Samsung has bought U.S. cloud computing company Joyent, but the world's biggest smartphone maker is not about to go head-to-head with Amazon Web Services, Google Cloud or Microsoft Azure. Samsung is, in fact, planning to use the processing power of cloud computing to help it drive innovations in its smartphone software, particularly around artificial intelligence and virtual reality.

Samsung has acquired the 11-year-old, San Francisco-based Joyent for an undisclosed sum and while the company's main operations will continue as normal — selling access to public and private cloud computing services — Samsung will be looking to leverage the company's expertise to help improve the software and services it offers to its tens of millions of smartphone customers.

Samsung said Joyent will continue to operate independently and it will effectively become Joyent's biggest customer, allowing it to remove its current dependence on Amazon's and Microsoft's cloud services. However, it is how Samsung is going to leverage the potential of Joyent's expertise in this area that will be of utmost interest. 

“We’ve traditionally been more focused on hardware, but you’re going to see more focus on software and services,” Injong Rhee, chief technology officer of Samsung’s mobile division, told the Wall Street Journal. Despite ever more sophisticated and powerful chips being developed for smartphones these days, Rhee said handsets are fast becoming simply “interface devices” with cloud-based computing handling the heavy lifting when it comes to areas like virtual reality and artificial intelligence.

Samsung is the leader in the mobile virtual reality market thanks to its partnership with the Facebook-owned Oculus VR and the launch of the Gear VR headset. Samsung is looking to capitalize on this lead to help boost flagging smartphone sales and one way of doing this is by offering more immersive and graphically impressive experiences.

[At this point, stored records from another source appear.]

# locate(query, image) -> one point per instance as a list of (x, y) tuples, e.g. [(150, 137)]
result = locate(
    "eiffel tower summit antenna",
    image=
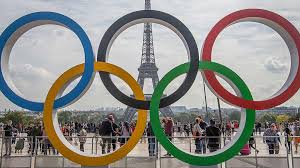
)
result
[(147, 68)]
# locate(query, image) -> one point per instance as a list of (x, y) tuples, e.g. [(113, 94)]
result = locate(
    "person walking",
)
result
[(252, 142), (8, 131), (203, 126), (151, 141), (168, 127), (125, 133), (297, 137), (213, 135), (288, 138), (197, 132), (82, 138), (106, 131), (270, 137)]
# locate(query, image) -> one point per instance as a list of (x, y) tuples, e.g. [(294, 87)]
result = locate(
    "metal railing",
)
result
[(38, 152)]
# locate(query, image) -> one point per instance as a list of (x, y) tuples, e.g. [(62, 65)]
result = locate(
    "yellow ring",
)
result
[(63, 146)]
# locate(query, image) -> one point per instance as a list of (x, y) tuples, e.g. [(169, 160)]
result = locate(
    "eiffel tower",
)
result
[(147, 69)]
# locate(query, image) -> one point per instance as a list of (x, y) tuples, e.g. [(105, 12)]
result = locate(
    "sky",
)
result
[(254, 51)]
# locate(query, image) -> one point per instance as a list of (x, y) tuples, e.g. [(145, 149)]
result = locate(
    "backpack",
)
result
[(245, 150)]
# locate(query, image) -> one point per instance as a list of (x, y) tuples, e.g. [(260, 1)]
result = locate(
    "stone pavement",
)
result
[(138, 157)]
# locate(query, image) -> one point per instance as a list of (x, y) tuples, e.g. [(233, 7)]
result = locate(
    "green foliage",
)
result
[(186, 117), (64, 117), (268, 117), (282, 118), (18, 117), (235, 115)]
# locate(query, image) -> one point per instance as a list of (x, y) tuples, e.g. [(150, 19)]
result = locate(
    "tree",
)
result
[(64, 117), (235, 115), (15, 117), (282, 118), (268, 117)]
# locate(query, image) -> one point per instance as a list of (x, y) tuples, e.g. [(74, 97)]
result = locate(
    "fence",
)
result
[(38, 152)]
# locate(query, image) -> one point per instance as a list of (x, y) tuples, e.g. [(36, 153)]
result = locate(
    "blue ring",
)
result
[(88, 65)]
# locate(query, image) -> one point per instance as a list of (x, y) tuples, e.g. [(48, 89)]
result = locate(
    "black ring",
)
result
[(144, 16)]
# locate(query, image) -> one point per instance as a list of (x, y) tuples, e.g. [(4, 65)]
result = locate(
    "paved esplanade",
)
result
[(139, 156)]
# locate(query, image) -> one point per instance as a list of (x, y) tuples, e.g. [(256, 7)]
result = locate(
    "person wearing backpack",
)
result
[(213, 135), (125, 133), (82, 137), (197, 133)]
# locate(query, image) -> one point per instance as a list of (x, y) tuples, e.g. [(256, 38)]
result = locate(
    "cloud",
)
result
[(274, 65), (44, 54), (32, 82)]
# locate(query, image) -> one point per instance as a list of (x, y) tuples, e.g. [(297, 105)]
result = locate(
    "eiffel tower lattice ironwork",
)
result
[(147, 69)]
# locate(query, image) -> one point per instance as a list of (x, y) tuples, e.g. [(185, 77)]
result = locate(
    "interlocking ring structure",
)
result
[(209, 69)]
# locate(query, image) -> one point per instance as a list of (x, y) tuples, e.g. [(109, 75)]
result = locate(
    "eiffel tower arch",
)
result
[(147, 69)]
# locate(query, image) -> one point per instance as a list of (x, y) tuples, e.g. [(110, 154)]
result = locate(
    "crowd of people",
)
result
[(111, 135)]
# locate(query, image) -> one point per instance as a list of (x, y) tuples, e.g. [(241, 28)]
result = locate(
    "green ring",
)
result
[(186, 157)]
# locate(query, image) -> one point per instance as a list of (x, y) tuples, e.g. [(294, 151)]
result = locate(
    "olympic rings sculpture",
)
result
[(209, 69)]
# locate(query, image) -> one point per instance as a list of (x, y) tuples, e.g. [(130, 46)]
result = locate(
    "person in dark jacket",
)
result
[(168, 127), (270, 137), (8, 131), (106, 131), (213, 135), (151, 140)]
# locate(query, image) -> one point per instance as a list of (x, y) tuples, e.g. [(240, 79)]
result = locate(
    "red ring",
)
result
[(219, 89)]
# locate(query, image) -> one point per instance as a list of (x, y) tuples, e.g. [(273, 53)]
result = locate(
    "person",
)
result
[(106, 132), (151, 141), (277, 143), (252, 142), (258, 128), (197, 132), (270, 137), (168, 127), (203, 126), (82, 138), (288, 138), (14, 134), (213, 135), (125, 132), (115, 133), (8, 131), (186, 129), (297, 138)]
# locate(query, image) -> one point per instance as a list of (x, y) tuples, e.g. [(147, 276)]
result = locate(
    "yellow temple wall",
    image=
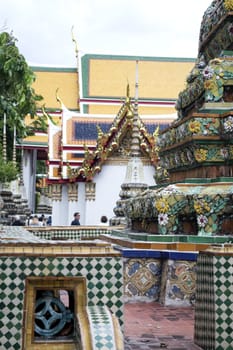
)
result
[(66, 81), (157, 79), (142, 110)]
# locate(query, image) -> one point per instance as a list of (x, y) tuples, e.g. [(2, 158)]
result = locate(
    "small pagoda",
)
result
[(194, 177)]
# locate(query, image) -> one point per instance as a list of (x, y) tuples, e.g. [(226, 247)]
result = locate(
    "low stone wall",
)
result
[(165, 276)]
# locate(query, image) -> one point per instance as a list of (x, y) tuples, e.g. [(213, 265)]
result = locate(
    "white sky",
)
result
[(155, 28)]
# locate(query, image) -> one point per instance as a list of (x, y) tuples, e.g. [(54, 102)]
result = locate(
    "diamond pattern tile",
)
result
[(100, 289)]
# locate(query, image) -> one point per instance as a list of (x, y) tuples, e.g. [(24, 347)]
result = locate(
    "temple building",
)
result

Samsung Joyent VR push Samsung has acquired cloud computing company Joyent to help push its virtual reality and artificial intelligence efforts rather than compete with Amazon, Microsoft or Google. Pictured: Samsung Gear VR at the Samsung Studio at SXSW 2016 in Austin, Texas, March 11, 2016. Photo: Jonathan Leibson/Getty Images for Samsung

Samsung is not, however, a leader when it comes to artificial intelligence with Google, Facebook, Amazon and Apple all offering more sophisticated products in this area, but Samsung's acquisition of Joyent could change that. 

“Big data is going to be a huge initiative for Samsung,” Rhee said. “Samsung devices will be increasingly intelligent, and big data is really a key component of intelligence and personalization.”

This is Samsung's third acquisition of a U.S. startup. Previously, the company bought LoopPay, a payment technology company that became the basis for Samsung Pay; and SmartThings, a smart home startup, which now forms the basis for the South Korean company's connected home offering — though it continues to operate with a large degree of independence.